Há ainda programas para firmas voltadas à tecnologia da informação, equipamentos de segurança, pintura, automação e controle de processo, serviços gerais, procedimentos comerciais e financeiros entre outros. Um curso específico ensina como preencher os quesitos das licitações do sistema Petrobrás e capacitação para cadastramento na empresa e suas subsidiárias.

A cadeia do petróleo e gás engloba 170 empresas, dez universidades e 90 laboratórios de centros de pesquisa. De acordo com dados tabulados no Sebrae desde a primeira articulação há oito anos, a cadeia produtiva do petróleo e gás gerou 2% ao ano em empregos diretos. Ainda assim, as empresas fornecedoras tiveram um valor adicionado positivo de 37%, e crescimento das vendas líquidas de 34%.

Fernando Cibelli de Castro


MERCOPAR
Feira de subcontratação enfatiza o biodiesel

Na 16ª edição da Mercopar (Feira de Subcontratação e Inovação Industrial), realizada de 23 a 26 de outubro, os visitantes tiveram a oportunidade de conhecer as pesquisas realizadas dentro do chamado Projeto Estruturante de Ciência e Tecnologia do Biodiesel, o óleo combustível derivado de óleos e subprodutos graxos vegetais e animais e que deve ser adicionado ao biodiesel comum na proporção de 2%, por enquanto, e até 5% nos próximos anos. No estande da Fundação de Ciência e Tecnologia do Estado do Rio Grande do Sul (Cientec), localizado junto ao salão de energia, alguns desses estudos eram explicados de maneira didática para facilitar a compreensão do público leigo.

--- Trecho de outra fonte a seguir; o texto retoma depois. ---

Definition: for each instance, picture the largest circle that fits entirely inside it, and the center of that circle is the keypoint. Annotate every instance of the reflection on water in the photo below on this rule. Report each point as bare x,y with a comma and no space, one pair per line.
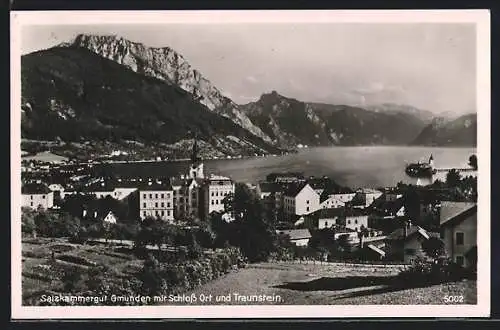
350,166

Os visitantes obtiveram por antecipação informações de como irão ocorrer novos estudos comparativos com as diversas composições possíveis de biodiesel, segundo informou a coordenadora industrial do projeto, a engenheira química da Cientec, Iza Northfleet. Segundo ela, técnicos da Universidade Federal do Rio Grande do Sul e do Instituto de Química e Geociências da Universidade Federal de Pelotas também integram o grupo de análise.

As três instituições terão dois anos para apresentar os resultados da pesquisa, cuja verba, de aproximadamente R$ 4,2 milhões, será proveniente da Financiadora de Estudos e Pesquisa do governo federal (Finep). A partida do projeto está prevista para o final de 2007 ou começo de 2008.